A Plague Tale: Innocence incelemesi ile karşınızdayız. Hani bazı oyunlar vardır bitirdikten sonra durur düşünürsünüz, sonra tekrar düşünürsünüz. Uykuya dalmadan önce aklınıza gelir, ne acayip bir maceraydı diye içinizden geçirirsiniz. Yaşadıklarınız gerçek bir anıymış gibi belleğinizde yer eder. A Plague Tale: Innocence benim için tam anlamıyla böyle bir deneyim oldu. A Plague Tale: Innocence; oyunlarda hikaye anlatımının, karakter derinliğinin, olay örgüsünün ne kadar önemli olduğunu, aksiyon düzeyi çok düşük, oynanış mekanikleri sınırlı bir oyunun dahi olay örgüsü, iyi hikayesi, muazzam atmosferi sayesinde iyi bir oyun olabileceğini kanıtlayan bir yapım olarak bu yıl oynadığım iyi oyunlar arasına şimdiden girmeyi başardı.

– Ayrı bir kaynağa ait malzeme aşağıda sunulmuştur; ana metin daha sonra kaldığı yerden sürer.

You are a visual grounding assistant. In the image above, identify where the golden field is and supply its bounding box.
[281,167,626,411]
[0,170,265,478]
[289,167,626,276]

A Plague Tale: Innocence E3 2017'de gösterilen kısa tanıtım videosu ile fuarın dikkat çeken yapımları arasında yer almıştı. Her haliyle dramatik bir oyunun bizi beklediğini düşünmüş, oyunun çıkacağı tarihi beklemeye koyulmuştum. Oyunlarda aksiyon öğeleri ve oynanış mekaniği yerine, hikaye ve karakter derinliğine, atmosfere biraz da tarihi referanslara, takıntılı bir oyunsever olarak A Plague Tale: Innocence'da aradıklarımı bulduğumu rahatlıkla söyleyebilirim. Hikaye, karakter ve atmosfere sürekli vurgu yaptığımın farkındayım. Çünkü A Plague Tale: Innocence daha çok bu yönleriyle öne çıkan bir yapım. Oynanış mekanikleri oldukça kısıtlı, oyuncuyu çok fazla zorlayacak bir dinamik oyunda bulunmuyor. Yani eğer bu oyundan derin bir oynanış mekaniği beklentiniz varsa şimdiden belirteyim. "Aksiyon takıntısı olan bizi aramasın!" Oynanış dinamiklerden yazımın ilerleyen kısımlarında daha ayrıntılı bahsedeceğim. Öncelikle oyunun tuhaf, kasvetli karanlık dünyasından ve hikayesinden biraz bahsetmek istiyorum.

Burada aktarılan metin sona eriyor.